September 14, 2015

BOSTON – A federal appeals court ruled that the City of Portland’s ban on being in medians is unconstitutional, upholding a district court ruling that struck down the ban. The ruling came Friday in a lawsuit brought by the ACLU of Maine and the law firm Goodwin Proctor LLP on behalf of three Portland residents. The lawsuit challenged an ordinance enacted by Portland that prohibited being in any median for any reason other than crossing the street.

“This is a really important victory, not only for our clients but for free speech across the country,” said Zachary Heiden, legal director of the ACLU of Maine. “More and more cities and towns are using ordinances like this to try to keep certain people out of public view. This decision is a reminder that those people have First Amendment rights, too.”
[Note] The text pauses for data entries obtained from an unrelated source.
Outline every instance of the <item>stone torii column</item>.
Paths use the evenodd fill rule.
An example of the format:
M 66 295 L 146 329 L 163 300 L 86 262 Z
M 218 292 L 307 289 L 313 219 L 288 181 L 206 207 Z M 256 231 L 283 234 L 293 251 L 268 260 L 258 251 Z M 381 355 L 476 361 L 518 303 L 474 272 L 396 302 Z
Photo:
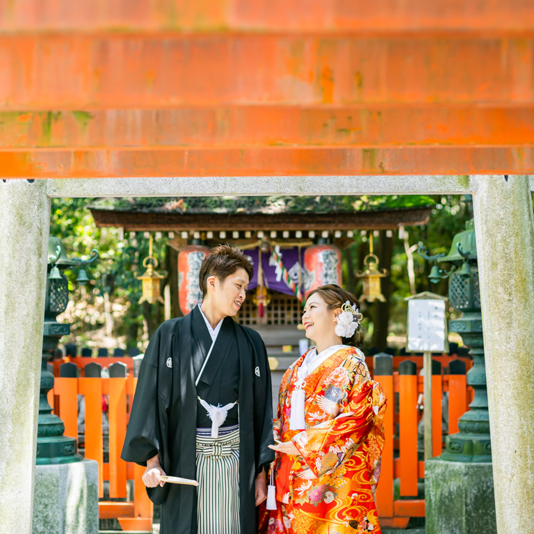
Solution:
M 0 532 L 32 531 L 50 225 L 46 180 L 0 181 Z
M 534 532 L 534 219 L 526 176 L 473 195 L 497 530 Z

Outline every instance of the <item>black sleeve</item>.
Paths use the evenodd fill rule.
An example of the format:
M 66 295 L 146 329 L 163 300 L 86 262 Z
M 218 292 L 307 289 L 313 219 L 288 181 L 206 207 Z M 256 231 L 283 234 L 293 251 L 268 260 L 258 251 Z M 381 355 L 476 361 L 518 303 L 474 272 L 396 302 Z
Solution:
M 274 444 L 273 436 L 273 400 L 270 384 L 270 369 L 265 343 L 259 334 L 249 331 L 254 344 L 256 365 L 259 368 L 259 378 L 254 389 L 254 427 L 259 437 L 257 450 L 258 463 L 257 476 L 275 460 L 275 452 L 268 448 Z
M 161 448 L 158 395 L 161 327 L 152 336 L 145 353 L 134 396 L 121 458 L 146 466 Z

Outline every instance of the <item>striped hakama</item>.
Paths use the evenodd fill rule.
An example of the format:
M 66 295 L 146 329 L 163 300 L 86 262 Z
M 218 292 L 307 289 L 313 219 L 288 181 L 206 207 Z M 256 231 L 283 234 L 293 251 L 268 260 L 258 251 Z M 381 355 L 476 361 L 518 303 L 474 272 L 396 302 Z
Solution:
M 239 534 L 239 426 L 197 428 L 198 534 Z

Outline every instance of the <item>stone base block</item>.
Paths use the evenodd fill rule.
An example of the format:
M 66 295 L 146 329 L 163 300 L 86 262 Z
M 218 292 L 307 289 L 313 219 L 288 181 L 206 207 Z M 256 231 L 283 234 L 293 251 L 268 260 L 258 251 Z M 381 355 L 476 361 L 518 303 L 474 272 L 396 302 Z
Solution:
M 491 462 L 425 462 L 426 534 L 496 534 Z
M 33 534 L 98 534 L 98 464 L 35 466 Z

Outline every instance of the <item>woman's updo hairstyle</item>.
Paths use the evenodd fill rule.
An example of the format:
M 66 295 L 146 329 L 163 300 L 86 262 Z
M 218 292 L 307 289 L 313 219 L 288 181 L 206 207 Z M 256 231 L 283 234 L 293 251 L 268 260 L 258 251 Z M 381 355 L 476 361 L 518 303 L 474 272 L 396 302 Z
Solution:
M 359 302 L 356 297 L 349 291 L 346 291 L 342 287 L 335 284 L 328 284 L 325 286 L 321 286 L 316 289 L 310 291 L 306 298 L 307 300 L 312 295 L 317 293 L 326 303 L 328 309 L 335 309 L 341 308 L 343 305 L 348 300 L 350 305 L 355 304 L 356 307 L 359 309 Z M 342 337 L 343 345 L 350 345 L 353 347 L 361 347 L 364 343 L 364 334 L 362 325 L 358 325 L 358 327 L 354 332 L 352 337 Z

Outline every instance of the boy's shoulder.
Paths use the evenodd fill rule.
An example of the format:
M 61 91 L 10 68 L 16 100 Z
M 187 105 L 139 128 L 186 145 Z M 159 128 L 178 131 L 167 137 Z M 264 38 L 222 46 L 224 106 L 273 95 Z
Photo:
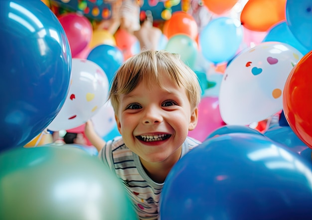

The ACLU and the Goodwin Procter LLP filed the lawsuit on September 25, 2013. On February 14, 2014, the U.S. District Court for the District of Maine declared the ordinance unconstitutional. The city appealed that ruling.

In his ruling, Judge David Barron of the U.S. Court of Appeals for the First Circuit wrote, “The City may have been motivated by a perfectly understandable desire to protect the public from the dangers posed by people lingering in median strips. But the City chose too sweeping a means of doing so, given the First Amendment interest in protecting the public's right to freedom of speech.”